Example: With a 200,000 context limit and 4,096 max tokens, a request with 100,000 input tokens can receive up to 4,096 output tokens.
Model-Specific Limits
Different models have different context window sizes. Set the context limit to match your model:
Claude models:
- Claude 3 Opus/Sonnet/Haiku: 200,000 tokens
GPT models:
- GPT-4 Turbo: 128,000 tokens
- GPT-4: 8,192 tokens (or 32,768 for extended context)
- GPT-3.5 Turbo: 16,385 tokens
Example for GPT-4 (non-turbo):
let config = LLMSessionConfig::openai("key", "gpt-4")
.with_context_limit(8_192);
Compaction Configuration
Configure automatic context compaction to prevent exceeding context limits:
use agent_air::controller::{CompactionConfig, ToolCompaction};
// Threshold-based compaction
let config = LLMSessionConfig::anthropic("key", "model")
.with_threshold_compaction(CompactionConfig {
threshold: 0.80,
keep_recent_turns: 3,
tool_compaction: ToolCompaction::Summarize,
});
// Disable compaction
let config = LLMSessionConfig::anthropic("key", "model")
.without_compaction();
Compaction Threshold
The default compaction threshold is 75% of the context limit. With a 200,000 token context limit, compaction triggers when context usage exceeds 150,000 tokens.
For agents that need more headroom, configure a lower threshold:
let config = LLMSessionConfig::anthropic("key", "model")
.with_threshold_compaction(CompactionConfig {
threshold: 0.50, // Trigger at 50% usage
keep_recent_turns: 5,
tool_compaction: ToolCompaction::Summarize,
});
Provider Defaults
Anthropic
| Setting | Default Value |
|---|---|
max_tokens | 4,096 |
streaming | true |
context_limit | 200,000 |
temperature | Provider default |
compaction | Threshold-based |
OpenAI
| Setting | Default Value |
|---|---|
max_tokens | 4,096 |
streaming | false |
context_limit | 128,000 |
temperature | Provider default |
compaction | Threshold-based |
| Setting | Default Value |
|---|---|
max_tokens | 4,096 |
streaming | true |
context_limit | 1,000,000 |
temperature | Provider default |
compaction | Threshold-based |
OpenAI-Compatible Providers
| Setting | Default Value |
|---|---|
max_tokens | 4,096 |
streaming | true |
context_limit | Varies by provider |
temperature | Provider default |
compaction | Threshold-based |
Complete Configuration Example
use agent_air::controller::{LLMSessionConfig, CompactionConfig, ToolCompaction};
let config = LLMSessionConfig::anthropic("sk-ant-...", "claude-sonnet-4-20250514")

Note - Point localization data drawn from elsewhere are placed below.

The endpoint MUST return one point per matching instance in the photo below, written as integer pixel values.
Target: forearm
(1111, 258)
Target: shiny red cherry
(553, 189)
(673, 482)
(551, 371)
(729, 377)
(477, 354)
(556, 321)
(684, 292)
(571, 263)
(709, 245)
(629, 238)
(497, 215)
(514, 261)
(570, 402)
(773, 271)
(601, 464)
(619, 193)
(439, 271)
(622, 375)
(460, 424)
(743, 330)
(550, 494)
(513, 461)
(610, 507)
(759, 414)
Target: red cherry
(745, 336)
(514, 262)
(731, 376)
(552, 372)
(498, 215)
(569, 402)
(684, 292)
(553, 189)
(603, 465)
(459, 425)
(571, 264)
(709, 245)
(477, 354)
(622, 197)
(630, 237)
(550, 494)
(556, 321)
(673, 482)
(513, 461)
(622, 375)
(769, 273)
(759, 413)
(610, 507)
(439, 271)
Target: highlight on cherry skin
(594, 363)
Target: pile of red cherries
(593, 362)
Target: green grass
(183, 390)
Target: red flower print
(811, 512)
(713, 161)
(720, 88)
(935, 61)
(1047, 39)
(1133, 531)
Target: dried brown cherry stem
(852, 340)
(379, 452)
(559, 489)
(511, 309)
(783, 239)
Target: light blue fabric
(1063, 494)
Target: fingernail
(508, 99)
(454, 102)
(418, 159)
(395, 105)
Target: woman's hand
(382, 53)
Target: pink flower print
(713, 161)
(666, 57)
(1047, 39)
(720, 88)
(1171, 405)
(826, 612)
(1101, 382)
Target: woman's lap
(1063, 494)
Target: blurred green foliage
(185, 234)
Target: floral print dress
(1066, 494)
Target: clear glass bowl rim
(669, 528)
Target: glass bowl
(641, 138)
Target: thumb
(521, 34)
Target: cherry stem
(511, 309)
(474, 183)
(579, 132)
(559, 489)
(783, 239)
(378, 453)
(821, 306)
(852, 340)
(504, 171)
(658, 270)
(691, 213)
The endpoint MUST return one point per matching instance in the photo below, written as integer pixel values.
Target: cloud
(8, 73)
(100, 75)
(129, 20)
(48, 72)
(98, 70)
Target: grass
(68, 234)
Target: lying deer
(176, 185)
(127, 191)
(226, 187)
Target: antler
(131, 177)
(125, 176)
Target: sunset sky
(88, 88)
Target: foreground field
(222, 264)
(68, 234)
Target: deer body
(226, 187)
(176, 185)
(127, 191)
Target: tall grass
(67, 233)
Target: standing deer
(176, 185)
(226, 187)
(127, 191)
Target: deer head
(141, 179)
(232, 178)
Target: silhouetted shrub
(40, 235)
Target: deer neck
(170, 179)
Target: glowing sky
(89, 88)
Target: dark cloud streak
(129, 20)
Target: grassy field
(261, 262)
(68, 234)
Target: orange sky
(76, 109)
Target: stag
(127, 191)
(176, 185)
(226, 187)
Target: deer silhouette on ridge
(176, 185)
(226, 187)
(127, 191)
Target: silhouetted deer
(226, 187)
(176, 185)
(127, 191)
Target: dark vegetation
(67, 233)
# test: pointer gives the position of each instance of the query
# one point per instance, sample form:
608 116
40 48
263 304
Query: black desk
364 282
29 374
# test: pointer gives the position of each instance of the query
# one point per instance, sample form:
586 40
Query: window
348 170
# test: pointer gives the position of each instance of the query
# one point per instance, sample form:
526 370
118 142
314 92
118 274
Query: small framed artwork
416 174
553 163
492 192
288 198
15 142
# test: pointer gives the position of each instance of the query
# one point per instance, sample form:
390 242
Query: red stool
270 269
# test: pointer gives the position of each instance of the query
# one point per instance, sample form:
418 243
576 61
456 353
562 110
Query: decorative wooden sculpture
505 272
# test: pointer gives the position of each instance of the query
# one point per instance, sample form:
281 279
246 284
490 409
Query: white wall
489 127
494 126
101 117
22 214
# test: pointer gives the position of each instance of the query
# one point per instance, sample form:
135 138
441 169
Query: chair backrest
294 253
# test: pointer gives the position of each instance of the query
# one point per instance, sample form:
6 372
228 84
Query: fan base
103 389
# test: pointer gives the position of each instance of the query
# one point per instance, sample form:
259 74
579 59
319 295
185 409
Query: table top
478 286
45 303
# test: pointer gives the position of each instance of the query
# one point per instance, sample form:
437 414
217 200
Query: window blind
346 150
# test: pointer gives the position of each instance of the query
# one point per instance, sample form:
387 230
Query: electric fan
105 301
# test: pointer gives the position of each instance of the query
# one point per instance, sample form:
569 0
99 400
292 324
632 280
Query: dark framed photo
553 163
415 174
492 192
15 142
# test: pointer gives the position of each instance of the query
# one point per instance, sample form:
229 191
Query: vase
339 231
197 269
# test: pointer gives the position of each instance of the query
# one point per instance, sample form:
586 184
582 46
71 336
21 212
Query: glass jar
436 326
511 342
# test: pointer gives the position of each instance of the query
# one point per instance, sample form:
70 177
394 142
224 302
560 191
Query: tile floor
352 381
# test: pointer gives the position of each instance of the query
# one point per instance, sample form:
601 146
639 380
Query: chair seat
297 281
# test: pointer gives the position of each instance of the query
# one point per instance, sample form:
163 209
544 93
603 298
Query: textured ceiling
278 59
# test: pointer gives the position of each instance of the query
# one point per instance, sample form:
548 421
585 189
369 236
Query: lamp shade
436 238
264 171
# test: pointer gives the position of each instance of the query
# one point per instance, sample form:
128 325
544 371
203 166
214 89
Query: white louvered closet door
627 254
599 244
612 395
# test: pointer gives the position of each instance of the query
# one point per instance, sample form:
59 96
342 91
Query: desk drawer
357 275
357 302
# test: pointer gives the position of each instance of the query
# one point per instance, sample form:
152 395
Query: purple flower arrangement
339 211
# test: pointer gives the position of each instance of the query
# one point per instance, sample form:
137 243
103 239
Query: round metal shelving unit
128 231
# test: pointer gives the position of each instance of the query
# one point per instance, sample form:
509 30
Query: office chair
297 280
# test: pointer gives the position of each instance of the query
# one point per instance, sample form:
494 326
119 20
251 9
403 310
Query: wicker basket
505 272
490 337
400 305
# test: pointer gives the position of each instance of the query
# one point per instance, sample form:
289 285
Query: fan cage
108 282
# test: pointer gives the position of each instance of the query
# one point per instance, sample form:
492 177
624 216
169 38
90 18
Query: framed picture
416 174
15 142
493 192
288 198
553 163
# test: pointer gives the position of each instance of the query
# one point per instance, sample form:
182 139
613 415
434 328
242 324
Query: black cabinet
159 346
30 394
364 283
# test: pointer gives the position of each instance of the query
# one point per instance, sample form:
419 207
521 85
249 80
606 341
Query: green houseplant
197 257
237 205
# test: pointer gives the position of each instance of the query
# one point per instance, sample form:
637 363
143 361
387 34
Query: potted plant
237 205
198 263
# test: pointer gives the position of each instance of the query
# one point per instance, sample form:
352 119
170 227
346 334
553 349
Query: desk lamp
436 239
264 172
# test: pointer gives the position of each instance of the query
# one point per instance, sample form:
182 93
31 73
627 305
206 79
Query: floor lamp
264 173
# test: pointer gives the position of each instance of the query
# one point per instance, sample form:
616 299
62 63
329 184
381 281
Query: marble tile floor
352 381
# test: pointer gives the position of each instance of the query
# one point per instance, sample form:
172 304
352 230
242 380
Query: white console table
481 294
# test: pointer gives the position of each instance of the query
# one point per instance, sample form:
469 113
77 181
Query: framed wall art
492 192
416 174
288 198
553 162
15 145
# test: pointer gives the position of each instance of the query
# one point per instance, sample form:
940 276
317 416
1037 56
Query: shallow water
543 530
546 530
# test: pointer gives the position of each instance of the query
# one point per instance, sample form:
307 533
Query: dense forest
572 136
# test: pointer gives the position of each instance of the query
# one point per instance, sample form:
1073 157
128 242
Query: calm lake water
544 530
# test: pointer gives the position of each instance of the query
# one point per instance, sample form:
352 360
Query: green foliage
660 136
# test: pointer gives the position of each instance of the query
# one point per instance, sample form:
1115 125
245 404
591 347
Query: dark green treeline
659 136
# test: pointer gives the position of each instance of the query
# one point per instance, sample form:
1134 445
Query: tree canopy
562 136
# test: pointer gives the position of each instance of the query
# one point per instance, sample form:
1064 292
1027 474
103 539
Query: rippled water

.with_system_prompt("You are a code reviewer.")
.with_max_tokens(8192)
.with_temperature(0.3)
.with_streaming(true)
.with_context_limit(200_000)
.with_threshold_compaction(CompactionConfig {
threshold: 0.80,
keep_recent_turns: 5,
tool_compaction: ToolCompaction::Summarize,
});
When to Customize Settings
Increase max_tokens when you expect long responses (code generation, detailed explanations).
Lower temperature (0.0-0.5) for deterministic tasks like code review or structured output.
Raise temperature (0.7-1.0) for creative tasks or brainstorming.
Disable streaming if your application processes complete responses rather than streaming output.
Adjust compaction based on conversation length requirements. See Compaction Strategies for details.